That’s a remarkable turnabout. Koehler and Ashford’s bill was all but ignored by legislative leaders after the bill was introduced in March 2017. But three months ago, then-Speaker Clifford Rosenberger, a Clinton County Republican, resigned. It turned out that the FBI was investigating a London junket Rosenberger took. The junket included payday loan lobbyists.
If you want to do to a General Assembly member what garlic does to a vampire, mention the term "FBI" within earshot of the Statehouse. Given the scuttlebutt surrounding Rosenberger's resignation, there was no way the legislature's Republicans couldn't pass some kind of payday lending reform. The question was whether the bill would have teeth. Koehler's HB 123 does – and Senate Republicans sharpened them.

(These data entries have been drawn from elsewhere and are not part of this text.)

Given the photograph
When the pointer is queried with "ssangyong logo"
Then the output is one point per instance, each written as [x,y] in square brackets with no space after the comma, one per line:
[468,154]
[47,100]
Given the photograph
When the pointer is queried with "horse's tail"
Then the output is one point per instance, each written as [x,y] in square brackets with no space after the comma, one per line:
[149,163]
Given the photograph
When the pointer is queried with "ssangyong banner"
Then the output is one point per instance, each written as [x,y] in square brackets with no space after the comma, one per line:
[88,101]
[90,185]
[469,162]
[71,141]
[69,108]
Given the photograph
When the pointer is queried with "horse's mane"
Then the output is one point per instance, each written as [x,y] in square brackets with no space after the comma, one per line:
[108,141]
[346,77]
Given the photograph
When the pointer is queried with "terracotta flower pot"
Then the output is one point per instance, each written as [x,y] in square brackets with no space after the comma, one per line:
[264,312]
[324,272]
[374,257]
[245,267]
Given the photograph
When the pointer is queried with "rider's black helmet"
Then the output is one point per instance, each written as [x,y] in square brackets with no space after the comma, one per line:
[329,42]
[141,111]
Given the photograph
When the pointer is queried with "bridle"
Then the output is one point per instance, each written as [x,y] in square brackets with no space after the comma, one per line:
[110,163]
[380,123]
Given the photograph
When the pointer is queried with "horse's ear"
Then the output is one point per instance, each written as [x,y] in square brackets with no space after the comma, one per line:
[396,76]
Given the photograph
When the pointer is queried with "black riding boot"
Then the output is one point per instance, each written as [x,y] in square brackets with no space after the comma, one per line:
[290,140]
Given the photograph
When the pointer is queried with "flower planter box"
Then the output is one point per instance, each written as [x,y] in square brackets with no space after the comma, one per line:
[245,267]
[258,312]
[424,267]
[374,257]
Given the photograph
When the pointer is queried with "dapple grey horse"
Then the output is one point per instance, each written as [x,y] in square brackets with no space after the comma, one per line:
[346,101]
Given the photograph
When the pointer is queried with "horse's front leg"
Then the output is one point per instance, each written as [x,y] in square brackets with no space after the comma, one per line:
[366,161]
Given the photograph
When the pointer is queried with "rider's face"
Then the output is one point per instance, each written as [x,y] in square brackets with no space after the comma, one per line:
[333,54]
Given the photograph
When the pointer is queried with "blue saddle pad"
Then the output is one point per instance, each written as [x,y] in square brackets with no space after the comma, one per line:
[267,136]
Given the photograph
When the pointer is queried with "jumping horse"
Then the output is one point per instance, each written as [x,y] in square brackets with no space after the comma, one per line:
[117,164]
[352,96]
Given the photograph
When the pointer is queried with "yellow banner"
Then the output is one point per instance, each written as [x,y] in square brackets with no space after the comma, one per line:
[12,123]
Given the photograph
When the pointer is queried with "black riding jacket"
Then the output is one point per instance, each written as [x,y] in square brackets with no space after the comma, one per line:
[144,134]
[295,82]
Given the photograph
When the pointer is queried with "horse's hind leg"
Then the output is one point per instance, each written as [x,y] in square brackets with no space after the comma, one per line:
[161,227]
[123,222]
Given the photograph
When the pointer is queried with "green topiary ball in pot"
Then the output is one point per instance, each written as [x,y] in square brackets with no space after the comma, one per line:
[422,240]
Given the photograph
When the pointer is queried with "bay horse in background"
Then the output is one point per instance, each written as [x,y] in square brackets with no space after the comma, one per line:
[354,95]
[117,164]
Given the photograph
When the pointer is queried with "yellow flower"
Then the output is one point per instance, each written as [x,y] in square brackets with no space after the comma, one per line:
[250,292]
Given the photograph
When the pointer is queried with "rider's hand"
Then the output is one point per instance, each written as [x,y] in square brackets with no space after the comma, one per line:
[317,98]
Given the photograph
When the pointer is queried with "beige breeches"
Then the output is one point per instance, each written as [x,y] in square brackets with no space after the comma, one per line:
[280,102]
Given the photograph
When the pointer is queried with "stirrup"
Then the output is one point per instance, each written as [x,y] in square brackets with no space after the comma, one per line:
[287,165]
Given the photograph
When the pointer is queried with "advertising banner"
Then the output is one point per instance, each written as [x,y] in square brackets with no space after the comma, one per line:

Still, the nine Senate Republicans who voted “no” on HB 123 live in counties that voted “yes” on a 2008 statewide referendum that capped payday loan APRs at 28 percent. For example, Sen. Bob Hackett, of London, represents Clark, Greene and Madison counties. He voted “no” on HB 123. In 2008, 64 percent of those voting on the issue in Clark County supported capping payday loan APRs; so did 66 percent of those voting in Greene County, and 65 percent of those voting in Madison County. Also voting “no” on HB 123 was Sen. William P. Coley II, who represents parts of Butler County. In 2008, 59 percent of those voting on the issue in Butler County supported capping payday loan APRs.
True, as the Anglo-Irish statesman Edmund Burke told constituents in the 1700s, a legislator must use his or her judgment in deciding issues rather than just be a loudspeaker for the opinions of the folks back home. But as to payday lending, the folks back home didn’t just sound off. They voted.